InterTrack: Interaction Transformer for 3D Multi-Object Tracking
This addresses the problem of accurate motion planning in dynamic environments for autonomous vehicles, representing a strong specific gain in performance.
The paper tackles the challenge of associating existing tracks to new detections in 3D multi-object tracking for autonomous vehicles, particularly in dense scenes, by proposing InterTrack with an Interaction Transformer, resulting in ranking 1st in overall AMOTA on the nuScenes benchmark using CenterPoint detections.

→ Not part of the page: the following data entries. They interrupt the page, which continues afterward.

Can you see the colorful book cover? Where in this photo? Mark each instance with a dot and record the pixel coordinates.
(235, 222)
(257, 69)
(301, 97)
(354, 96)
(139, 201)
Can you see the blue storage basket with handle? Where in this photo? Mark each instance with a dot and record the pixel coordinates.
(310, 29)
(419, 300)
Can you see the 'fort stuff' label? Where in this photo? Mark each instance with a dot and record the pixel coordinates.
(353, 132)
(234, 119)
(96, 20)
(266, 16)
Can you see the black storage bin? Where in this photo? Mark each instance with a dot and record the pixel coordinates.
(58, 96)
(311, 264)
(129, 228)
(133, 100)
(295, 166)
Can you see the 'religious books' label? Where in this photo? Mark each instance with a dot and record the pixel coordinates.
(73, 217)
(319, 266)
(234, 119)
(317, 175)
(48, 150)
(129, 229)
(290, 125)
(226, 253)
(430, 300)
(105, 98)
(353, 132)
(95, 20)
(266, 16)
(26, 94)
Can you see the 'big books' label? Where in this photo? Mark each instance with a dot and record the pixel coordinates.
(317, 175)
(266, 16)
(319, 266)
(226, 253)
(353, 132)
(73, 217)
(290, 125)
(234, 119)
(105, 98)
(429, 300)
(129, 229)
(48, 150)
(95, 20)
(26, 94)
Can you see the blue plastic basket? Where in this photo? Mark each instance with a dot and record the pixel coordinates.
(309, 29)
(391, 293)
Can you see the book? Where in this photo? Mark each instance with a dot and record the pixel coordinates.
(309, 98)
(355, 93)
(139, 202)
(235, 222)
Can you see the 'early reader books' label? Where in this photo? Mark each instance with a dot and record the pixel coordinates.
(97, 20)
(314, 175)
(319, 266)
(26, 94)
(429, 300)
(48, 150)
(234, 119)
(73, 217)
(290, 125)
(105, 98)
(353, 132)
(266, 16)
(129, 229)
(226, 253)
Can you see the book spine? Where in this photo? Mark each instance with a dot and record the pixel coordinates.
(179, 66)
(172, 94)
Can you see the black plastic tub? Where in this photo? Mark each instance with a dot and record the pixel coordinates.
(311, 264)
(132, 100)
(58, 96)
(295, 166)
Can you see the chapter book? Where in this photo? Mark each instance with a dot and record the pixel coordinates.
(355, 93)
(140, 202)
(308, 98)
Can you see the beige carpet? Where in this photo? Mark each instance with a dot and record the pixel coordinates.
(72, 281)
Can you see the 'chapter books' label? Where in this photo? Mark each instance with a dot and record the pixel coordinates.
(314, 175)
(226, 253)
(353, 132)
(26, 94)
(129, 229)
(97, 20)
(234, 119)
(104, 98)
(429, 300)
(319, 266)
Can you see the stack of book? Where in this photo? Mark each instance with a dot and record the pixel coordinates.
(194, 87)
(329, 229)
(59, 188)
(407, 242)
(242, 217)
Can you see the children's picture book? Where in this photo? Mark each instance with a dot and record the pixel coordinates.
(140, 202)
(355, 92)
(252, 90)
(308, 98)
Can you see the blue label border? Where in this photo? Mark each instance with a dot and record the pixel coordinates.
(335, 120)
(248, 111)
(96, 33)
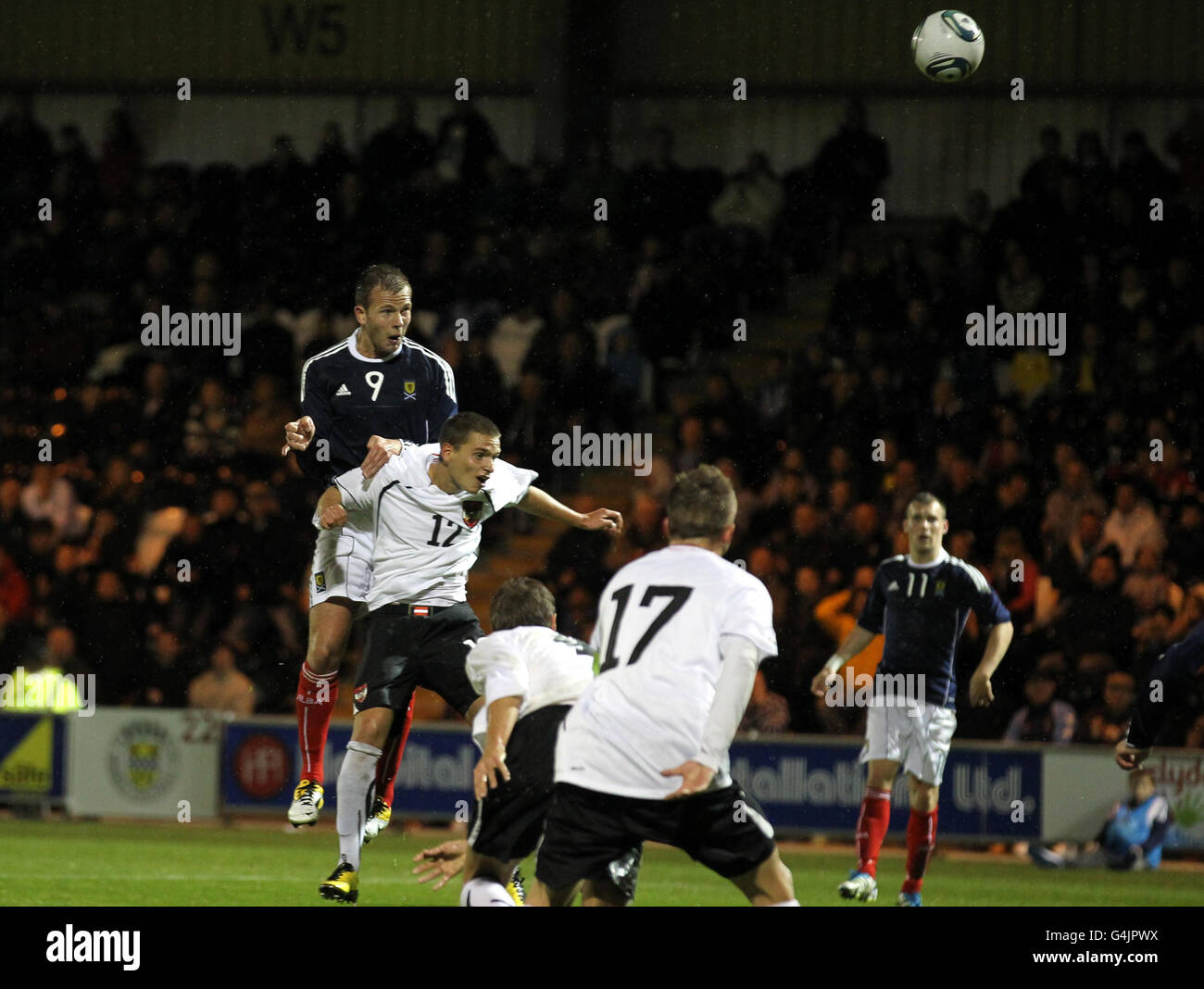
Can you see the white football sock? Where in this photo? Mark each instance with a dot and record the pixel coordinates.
(356, 782)
(482, 892)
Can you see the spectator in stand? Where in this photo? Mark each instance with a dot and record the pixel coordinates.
(837, 614)
(51, 497)
(1108, 722)
(15, 595)
(1186, 550)
(1064, 502)
(1014, 578)
(1148, 586)
(1071, 563)
(223, 687)
(1043, 719)
(1132, 525)
(165, 678)
(1100, 618)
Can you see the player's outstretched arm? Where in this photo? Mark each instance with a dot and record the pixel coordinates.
(854, 643)
(540, 503)
(997, 643)
(502, 716)
(380, 450)
(444, 860)
(1128, 757)
(330, 511)
(297, 435)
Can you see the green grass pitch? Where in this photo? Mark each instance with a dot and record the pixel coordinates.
(115, 864)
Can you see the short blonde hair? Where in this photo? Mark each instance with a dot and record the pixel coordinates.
(701, 505)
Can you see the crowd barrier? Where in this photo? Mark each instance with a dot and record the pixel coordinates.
(140, 763)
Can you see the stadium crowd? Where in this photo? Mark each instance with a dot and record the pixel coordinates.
(152, 533)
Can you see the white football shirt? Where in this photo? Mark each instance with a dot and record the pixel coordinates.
(660, 620)
(533, 662)
(424, 539)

3D multi-object tracking (MOT) is a key problem for autonomous vehicles, required to perform well-informed motion planning in dynamic environments. Particularly for densely occupied scenes, associating existing tracks to new detections remains challenging as existing systems tend to omit critical contextual information. Our proposed solution, InterTrack, introduces the Interaction Transformer for 3D MOT to generate discriminative object representations for data association. We extract state and shape features for each track and detection, and efficiently aggregate global information via attention. We then perform a learned regression on each track/detection feature pair to estimate affinities, and use a robust two-stage data association and track management approach to produce the final tracks. We validate our approach on the nuScenes 3D MOT benchmark, where we observe significant improvements, particularly on classes with small physical sizes and clustered objects. As of submission, InterTrack ranks 1st in overall AMOTA among methods using CenterPoint detections.